New Zealand mathematician

David Barry Gauld (born 28 June 1942) is a New Zealand mathematician. He is a professor of mathematics at the University of Auckland.

==Biography==
Within mathematics, Gauld works in set-theoretic topology with emphasis on applications to non-metrisable manifolds and topological properties of manifolds close to metrisability. Gauld has authored two monographs and over 70 research papers.

Gauld was born on 28 June 1942 in Inglewood and grew up there. He was educated at Wanganui Technical College, Inglewood High School and New Plymouth Boys’ High School, and later obtained his BSc and MSc degrees with first-class honours in mathematics from the University of Auckland.
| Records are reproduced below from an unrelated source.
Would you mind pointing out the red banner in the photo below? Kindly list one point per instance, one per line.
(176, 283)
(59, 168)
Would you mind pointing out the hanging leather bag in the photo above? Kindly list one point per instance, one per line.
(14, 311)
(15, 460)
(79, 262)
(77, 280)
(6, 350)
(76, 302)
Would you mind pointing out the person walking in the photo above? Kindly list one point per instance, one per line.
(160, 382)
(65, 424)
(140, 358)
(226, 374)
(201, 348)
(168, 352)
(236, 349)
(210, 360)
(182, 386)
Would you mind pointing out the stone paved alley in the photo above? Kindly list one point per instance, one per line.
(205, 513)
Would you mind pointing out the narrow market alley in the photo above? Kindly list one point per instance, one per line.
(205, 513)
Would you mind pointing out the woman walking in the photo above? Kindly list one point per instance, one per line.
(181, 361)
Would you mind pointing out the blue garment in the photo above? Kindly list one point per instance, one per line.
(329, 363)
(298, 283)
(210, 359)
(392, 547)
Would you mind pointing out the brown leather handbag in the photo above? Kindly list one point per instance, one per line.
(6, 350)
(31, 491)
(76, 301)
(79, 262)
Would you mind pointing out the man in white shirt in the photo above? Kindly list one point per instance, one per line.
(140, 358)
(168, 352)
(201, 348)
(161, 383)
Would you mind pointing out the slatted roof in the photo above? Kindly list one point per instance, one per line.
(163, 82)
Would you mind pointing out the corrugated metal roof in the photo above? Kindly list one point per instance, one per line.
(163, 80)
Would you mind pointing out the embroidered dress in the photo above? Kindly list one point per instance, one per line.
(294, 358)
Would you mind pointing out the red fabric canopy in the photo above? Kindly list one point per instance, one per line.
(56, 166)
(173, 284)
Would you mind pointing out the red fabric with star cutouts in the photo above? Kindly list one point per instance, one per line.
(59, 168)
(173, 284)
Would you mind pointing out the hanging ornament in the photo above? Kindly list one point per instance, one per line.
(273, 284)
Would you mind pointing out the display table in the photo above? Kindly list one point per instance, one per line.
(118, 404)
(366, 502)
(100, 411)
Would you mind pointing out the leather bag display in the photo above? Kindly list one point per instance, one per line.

Awarded a Fulbright Grant, he completed his PhD in topology, in the University of California, Los Angeles, supervised by Robion Kirby. He was Head of the Department of Mathematics for 15 years and Assistant Vice-Chancellor (Research) for two-and-a-half years at the University of Auckland.

Notable students of Gauld include Sina Greenwood.

==Honours==
In the years 1981–1982, Gauld served as president of the New Zealand Mathematical Society.
He was the founding secretary of the New Zealand Mathematics Research Institute,
and served in this position for 13 years, retiring in 2011.
In 1997, he was awarded a New Zealand Science and Technology Medal by the Royal Society of New Zealand.
In 2015, he became an honorary life
member of the New Zealand Mathematical Society.
In the 2016 New Year Honours, Gauld was appointed an Officer of the New Zealand Order of Merit for services to mathematics.